Screaming, and tears, whining, resistance, defiance. You take rebellion to illogical, emotional levels that your brother's never dreamed of. He'll often start the uprising, but he knows when to cut his losses, and watches in wonder while you seem hellbent for destruction. Time and again I find myself in a frustrating game of chicken with you, the 3-yr old vs this harried authority figure known as Mommy. Logic holds no sway here. 'Damn the torpedoes! I am three, hear me roar! Don't speak to me of consequences, for they hold no meaning in this land, this great eternal NOW. I don't want to, and that should be enough for you!'
Oh, Sweetcheeks. You were such a sweet baby. Just as laid back as could be, you were sent by angels who pitied me after your brother's babyhood. Sweet, sweet, cuddly precious little thing. Who could have imagined you had such iron resolve under those smiles and curls? You've lost those poochy baby jowls that gave you your nickname, and you have earned your new nickname, "The Pirate". It pleases you.
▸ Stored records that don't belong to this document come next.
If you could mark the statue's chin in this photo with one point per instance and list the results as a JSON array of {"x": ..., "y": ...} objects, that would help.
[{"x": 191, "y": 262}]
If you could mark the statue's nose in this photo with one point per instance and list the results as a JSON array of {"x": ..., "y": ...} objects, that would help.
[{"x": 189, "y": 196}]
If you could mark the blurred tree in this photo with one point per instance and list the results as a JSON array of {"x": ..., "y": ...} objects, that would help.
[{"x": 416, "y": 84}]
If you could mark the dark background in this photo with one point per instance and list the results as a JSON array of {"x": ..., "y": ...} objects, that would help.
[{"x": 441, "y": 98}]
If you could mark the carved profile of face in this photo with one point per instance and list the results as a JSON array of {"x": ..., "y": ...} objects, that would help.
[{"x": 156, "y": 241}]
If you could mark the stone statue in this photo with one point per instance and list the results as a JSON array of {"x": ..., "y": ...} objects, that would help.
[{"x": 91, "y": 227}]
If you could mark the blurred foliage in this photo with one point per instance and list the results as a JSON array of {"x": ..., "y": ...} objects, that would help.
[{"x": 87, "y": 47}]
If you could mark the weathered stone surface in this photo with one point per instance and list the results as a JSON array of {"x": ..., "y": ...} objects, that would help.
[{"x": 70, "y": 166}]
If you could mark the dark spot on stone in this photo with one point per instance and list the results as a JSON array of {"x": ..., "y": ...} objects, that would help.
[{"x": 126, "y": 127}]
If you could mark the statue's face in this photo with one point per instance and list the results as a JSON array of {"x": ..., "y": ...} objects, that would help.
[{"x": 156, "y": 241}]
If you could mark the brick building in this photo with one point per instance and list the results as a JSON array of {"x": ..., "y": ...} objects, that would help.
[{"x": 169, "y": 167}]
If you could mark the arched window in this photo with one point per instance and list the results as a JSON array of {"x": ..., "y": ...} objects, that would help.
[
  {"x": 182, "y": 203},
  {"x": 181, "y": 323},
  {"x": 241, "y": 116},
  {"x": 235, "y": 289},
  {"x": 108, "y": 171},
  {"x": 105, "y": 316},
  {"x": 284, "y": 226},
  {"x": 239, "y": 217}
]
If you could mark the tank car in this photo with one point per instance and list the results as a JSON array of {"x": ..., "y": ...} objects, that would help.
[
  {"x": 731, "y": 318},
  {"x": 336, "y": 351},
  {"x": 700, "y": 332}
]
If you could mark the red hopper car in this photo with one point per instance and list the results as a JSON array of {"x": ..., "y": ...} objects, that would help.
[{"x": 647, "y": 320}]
Yet now, shining auburn hair spread across your pillow, framing your peaceful face as you dream your pirate dreams, you are radiant. You are love, pure, fierce and breathtaking. I've never known anyone to utter the words "I love you" as often as they leave your lips. I've never known a more enthusiastic snuggler. I've never chosen to pour myself into anyone as emotionally needy as you are, my wonderful middle child. I love you so much, and you drive me crazy, and you're beautiful.
You are a marvel, my little Pirate. A walking paradox. A small, strong bundle of defiance and overflowing love. Navigate life's uncharted seas with your 3-yr old fearlessness and enthusiasm. Keep loving like there's no tomorrow. Be ever true to yourself. And please, please, to all powers that be, may you grow to temper your resolve with understanding.